The other day, the completed works of Chopin arrived via Amazon; this summer I'll be tickling the ivories again after a long hiatus. And did you know that I'm a classically-trained musician who got into college with music scholarships for playing...flute?

I know. My "cool factor" just went down several notches, I'm sure. 

So What is it that YOU want?

So what is it that you uniquely want? Do you really and truly want the business? The yoga practice? Does drinking green smoothies and going gluten-free really lighten you up, really making you feel alive?

It’s important to decide before you use up the one thing that you’ll never get back (your time, your days weeks months years) whether or not the pursuit of those things is really going to be worth it.
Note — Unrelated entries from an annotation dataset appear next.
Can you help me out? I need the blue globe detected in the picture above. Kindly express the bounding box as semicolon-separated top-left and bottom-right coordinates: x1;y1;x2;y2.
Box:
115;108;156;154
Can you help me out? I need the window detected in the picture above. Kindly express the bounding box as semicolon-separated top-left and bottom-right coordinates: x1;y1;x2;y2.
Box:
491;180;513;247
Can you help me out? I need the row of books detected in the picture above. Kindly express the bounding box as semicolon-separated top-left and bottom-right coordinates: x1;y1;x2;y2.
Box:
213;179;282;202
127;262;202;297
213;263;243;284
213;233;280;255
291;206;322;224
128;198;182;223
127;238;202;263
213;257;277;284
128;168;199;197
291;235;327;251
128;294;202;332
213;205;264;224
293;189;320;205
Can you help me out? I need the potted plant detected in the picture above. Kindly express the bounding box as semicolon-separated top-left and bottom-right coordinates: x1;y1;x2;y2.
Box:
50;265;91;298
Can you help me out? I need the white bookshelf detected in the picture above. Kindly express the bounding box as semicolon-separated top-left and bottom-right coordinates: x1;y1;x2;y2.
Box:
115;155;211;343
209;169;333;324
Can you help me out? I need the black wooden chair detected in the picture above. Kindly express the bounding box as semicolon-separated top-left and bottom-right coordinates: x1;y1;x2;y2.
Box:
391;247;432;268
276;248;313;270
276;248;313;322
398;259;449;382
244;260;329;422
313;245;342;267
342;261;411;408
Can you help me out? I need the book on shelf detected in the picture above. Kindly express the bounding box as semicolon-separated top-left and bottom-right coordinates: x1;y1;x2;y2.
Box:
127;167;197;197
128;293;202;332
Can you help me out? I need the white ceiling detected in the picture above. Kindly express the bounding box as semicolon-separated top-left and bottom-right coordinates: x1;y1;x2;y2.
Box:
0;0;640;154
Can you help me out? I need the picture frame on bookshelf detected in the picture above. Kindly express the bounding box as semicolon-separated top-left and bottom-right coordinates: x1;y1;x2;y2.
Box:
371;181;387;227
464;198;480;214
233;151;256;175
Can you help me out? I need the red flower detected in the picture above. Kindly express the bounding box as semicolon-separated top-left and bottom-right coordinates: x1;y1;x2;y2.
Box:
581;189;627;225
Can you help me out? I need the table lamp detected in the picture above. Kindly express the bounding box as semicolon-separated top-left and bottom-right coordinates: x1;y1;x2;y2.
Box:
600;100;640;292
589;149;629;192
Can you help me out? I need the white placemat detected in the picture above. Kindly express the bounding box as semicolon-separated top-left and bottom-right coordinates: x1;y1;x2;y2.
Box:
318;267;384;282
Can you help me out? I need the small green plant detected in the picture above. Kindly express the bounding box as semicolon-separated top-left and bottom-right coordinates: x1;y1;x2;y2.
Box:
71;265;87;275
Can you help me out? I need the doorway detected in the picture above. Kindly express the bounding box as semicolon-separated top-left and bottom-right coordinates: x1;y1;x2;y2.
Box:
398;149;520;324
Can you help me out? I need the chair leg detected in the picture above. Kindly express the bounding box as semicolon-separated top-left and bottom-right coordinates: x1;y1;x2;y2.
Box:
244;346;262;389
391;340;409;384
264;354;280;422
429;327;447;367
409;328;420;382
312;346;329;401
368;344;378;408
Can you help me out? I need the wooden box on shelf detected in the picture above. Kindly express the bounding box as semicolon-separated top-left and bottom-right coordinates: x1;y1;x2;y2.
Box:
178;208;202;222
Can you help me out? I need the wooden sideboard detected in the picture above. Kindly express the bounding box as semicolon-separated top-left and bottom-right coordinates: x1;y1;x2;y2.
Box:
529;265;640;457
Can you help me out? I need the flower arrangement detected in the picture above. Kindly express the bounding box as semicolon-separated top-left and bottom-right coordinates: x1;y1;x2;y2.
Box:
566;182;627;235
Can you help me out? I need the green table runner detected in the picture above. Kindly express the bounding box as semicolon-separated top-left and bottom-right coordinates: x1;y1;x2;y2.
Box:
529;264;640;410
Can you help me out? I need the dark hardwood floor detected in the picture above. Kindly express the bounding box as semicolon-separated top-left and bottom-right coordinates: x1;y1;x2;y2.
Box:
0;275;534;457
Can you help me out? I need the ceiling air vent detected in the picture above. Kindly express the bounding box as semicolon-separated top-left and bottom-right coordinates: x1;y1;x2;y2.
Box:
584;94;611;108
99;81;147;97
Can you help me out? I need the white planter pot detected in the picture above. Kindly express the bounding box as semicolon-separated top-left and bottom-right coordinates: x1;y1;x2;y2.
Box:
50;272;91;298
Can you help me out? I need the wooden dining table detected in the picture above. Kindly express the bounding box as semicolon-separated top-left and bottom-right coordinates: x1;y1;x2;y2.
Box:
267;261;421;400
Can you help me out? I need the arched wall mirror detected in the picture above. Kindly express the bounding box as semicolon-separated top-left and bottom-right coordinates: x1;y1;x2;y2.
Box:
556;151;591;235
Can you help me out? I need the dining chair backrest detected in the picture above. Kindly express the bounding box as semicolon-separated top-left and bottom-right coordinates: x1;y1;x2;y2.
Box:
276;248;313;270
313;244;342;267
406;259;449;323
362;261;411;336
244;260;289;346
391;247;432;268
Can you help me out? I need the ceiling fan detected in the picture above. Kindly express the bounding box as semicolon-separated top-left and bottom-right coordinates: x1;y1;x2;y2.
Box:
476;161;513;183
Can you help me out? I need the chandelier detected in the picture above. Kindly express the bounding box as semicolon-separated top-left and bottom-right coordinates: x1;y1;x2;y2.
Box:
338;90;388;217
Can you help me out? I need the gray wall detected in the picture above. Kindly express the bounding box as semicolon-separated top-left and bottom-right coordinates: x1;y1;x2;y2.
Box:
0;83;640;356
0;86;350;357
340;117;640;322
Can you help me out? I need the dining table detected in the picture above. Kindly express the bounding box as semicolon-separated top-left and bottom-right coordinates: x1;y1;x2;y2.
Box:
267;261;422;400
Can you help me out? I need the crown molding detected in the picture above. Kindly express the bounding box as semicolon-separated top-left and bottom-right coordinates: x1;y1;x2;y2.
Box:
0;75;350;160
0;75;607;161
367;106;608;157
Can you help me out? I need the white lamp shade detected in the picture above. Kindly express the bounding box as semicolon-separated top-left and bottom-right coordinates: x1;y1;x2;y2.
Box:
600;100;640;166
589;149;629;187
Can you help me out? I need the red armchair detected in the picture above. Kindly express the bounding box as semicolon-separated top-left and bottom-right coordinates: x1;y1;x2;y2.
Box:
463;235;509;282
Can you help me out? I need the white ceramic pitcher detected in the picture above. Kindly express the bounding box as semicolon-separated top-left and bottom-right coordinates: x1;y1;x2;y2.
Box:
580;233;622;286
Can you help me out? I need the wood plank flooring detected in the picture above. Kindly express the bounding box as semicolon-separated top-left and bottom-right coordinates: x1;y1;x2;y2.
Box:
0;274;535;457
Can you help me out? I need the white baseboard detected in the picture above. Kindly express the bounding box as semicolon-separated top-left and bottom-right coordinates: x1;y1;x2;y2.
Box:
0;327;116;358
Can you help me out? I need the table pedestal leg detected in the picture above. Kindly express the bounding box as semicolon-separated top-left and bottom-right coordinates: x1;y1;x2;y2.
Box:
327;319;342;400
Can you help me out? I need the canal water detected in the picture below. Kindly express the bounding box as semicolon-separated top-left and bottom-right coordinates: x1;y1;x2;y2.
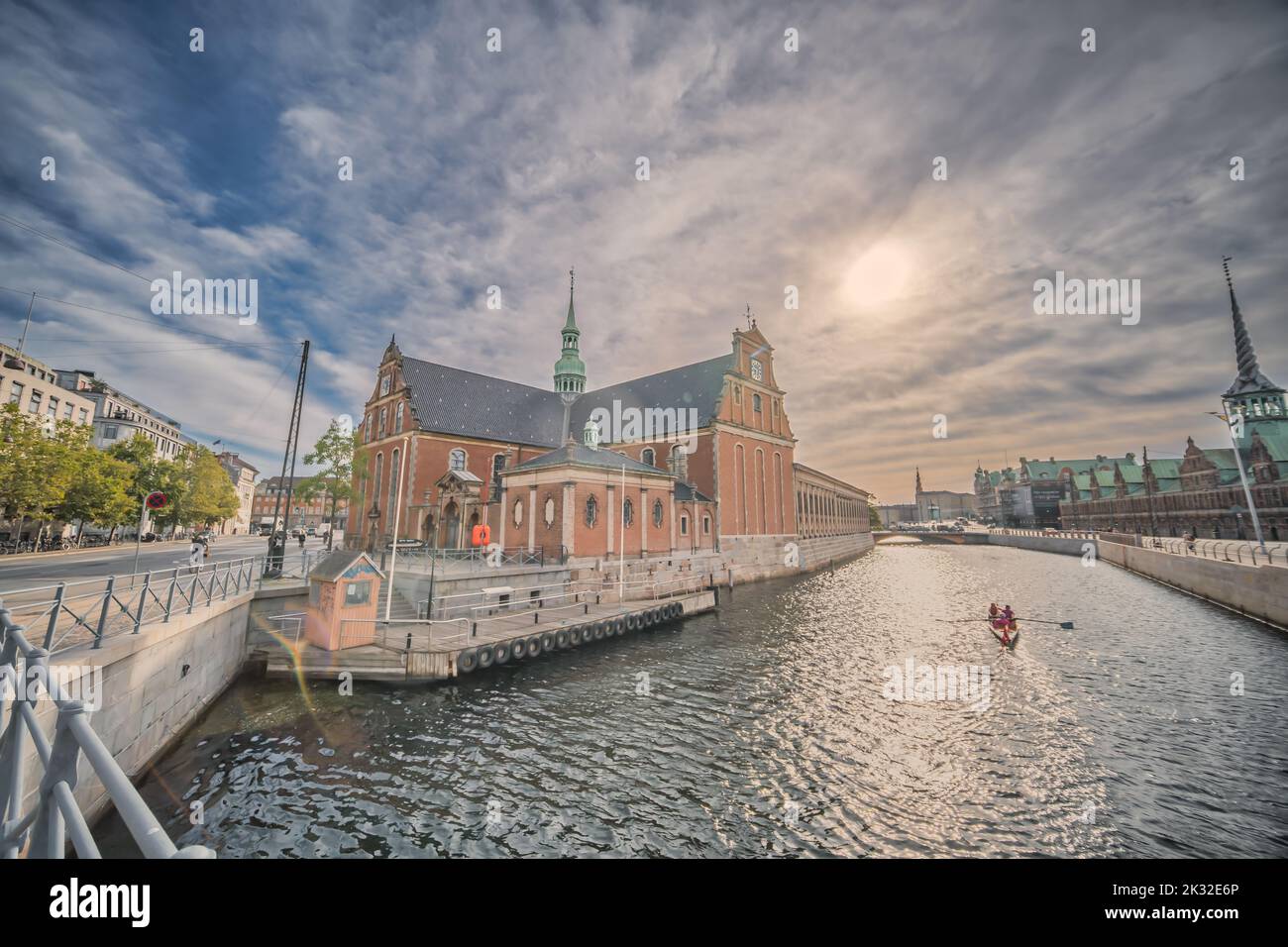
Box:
93;546;1288;858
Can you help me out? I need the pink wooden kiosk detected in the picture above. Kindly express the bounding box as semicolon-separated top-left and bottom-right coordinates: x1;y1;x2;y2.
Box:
304;549;385;651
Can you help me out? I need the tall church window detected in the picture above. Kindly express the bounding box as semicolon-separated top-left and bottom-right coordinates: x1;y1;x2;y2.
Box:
387;449;402;515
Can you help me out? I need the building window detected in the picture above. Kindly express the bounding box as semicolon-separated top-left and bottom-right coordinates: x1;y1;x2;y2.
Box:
387;449;402;509
344;579;371;607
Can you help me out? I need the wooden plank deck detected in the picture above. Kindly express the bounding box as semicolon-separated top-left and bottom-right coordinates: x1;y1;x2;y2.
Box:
248;590;716;682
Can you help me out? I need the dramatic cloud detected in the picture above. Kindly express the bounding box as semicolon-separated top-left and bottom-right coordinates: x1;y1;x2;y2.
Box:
0;1;1288;501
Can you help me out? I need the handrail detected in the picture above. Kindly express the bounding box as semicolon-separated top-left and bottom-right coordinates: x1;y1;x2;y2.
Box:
0;601;215;858
0;553;316;653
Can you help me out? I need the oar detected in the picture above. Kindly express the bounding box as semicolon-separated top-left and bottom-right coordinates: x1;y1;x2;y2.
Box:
935;614;1073;631
1015;614;1073;630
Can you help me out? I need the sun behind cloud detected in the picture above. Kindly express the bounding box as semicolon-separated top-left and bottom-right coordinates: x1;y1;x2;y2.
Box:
840;240;914;312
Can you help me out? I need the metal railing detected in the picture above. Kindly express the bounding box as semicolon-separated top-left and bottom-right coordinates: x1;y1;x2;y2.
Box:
989;528;1288;567
340;618;471;652
988;526;1096;540
0;601;215;858
1137;536;1288;569
0;552;319;653
391;546;563;573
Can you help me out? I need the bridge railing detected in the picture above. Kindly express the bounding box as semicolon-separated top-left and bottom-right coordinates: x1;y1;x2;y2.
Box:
0;552;327;655
0;603;215;858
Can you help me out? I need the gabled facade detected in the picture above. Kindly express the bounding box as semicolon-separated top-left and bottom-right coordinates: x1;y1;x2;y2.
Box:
1060;261;1288;540
347;280;866;554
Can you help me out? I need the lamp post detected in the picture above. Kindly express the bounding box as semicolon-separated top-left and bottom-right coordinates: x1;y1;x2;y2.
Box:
1208;398;1266;553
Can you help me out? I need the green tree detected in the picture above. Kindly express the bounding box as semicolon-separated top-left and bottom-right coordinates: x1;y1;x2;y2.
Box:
58;447;138;541
183;447;240;526
295;421;360;549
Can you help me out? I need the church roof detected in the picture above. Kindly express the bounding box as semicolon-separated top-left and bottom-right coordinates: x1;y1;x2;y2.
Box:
567;355;733;440
402;356;563;446
506;442;670;476
402;355;733;447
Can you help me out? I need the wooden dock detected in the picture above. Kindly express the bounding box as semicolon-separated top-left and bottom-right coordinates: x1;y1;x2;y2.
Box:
249;588;716;683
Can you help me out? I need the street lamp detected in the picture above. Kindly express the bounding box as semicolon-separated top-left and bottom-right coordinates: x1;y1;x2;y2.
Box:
1208;398;1266;553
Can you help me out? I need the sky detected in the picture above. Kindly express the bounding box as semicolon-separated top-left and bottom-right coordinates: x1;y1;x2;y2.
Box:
0;0;1288;502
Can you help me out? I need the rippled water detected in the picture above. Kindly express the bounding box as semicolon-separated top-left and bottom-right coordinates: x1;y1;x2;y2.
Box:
97;546;1288;857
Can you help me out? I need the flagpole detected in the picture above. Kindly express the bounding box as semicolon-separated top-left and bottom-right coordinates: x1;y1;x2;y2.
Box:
617;464;626;601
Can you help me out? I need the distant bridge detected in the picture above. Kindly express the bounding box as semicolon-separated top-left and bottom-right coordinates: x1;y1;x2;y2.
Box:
872;530;988;546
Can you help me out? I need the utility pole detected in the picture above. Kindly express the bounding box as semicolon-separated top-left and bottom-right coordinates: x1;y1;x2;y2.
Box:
265;339;309;573
1218;398;1266;553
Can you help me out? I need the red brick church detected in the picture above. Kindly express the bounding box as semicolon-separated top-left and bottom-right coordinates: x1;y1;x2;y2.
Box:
347;271;868;558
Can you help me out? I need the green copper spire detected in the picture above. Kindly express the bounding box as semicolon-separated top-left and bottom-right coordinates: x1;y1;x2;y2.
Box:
555;269;587;395
1221;257;1288;436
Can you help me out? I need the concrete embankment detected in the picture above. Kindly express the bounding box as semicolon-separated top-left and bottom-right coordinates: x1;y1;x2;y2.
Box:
23;591;253;821
1099;543;1288;630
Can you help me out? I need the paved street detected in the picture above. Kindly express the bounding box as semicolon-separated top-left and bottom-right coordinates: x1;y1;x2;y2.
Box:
0;536;337;594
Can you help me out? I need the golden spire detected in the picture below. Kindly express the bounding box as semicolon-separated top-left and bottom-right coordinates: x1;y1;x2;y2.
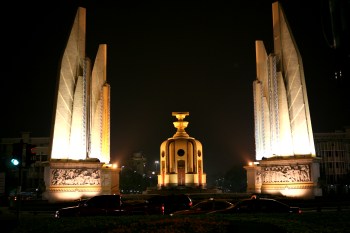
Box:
172;112;190;138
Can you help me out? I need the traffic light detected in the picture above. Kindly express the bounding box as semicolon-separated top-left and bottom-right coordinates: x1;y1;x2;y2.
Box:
25;144;36;166
11;140;24;166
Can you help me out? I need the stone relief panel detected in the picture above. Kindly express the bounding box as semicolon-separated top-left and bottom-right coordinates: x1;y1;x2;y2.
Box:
256;164;311;183
51;168;101;185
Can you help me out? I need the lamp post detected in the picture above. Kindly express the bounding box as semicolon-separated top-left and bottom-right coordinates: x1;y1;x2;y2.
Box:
154;160;159;174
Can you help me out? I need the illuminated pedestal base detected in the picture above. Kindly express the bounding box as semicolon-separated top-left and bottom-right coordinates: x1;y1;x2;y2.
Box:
158;173;207;189
244;156;322;198
43;159;120;202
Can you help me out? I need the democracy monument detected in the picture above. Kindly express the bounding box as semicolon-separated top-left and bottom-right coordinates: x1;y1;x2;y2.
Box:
43;2;322;201
244;2;322;198
43;7;120;201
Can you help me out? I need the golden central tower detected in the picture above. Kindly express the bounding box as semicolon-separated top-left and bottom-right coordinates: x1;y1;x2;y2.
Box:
158;112;206;189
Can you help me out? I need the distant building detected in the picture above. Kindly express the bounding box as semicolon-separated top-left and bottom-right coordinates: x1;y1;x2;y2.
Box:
314;127;350;195
125;152;147;175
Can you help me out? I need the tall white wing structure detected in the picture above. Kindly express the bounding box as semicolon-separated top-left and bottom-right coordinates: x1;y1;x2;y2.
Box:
253;2;316;160
51;7;110;163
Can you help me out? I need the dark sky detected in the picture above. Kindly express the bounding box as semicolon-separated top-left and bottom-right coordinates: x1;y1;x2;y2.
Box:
0;0;350;180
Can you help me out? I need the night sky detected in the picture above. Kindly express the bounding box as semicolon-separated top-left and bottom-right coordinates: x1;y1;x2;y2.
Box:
0;0;350;181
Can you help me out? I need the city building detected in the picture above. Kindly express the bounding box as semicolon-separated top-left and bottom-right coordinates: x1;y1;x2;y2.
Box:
314;127;350;195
It’s important to notice whether or not the pursuit of those things is grounded in what YOU actually want, or if it’s...what you’ve been sold. what you think you should want. what you imagine the happy people with the happy lives have. If you’re hustling to get this life and it’s not pleasant, stop to ask yourself: Where am I trying to get, so very very fast?

If you’re envying this life, and noticing that those comparisons are crushing, stop to ask yourself: What’s available to me already, right here and now, that is uniquely mine?

Then, do me a solid: whenever you find whatever is uniquely yours, take a photograph of it, and Instagram the shit out of it.

** As loving as I'm sure someone's intentions would be, I do not wish to receive email, suggestions, help, advice, etc., regarding infertility, parenthood, adoption, etc., etc.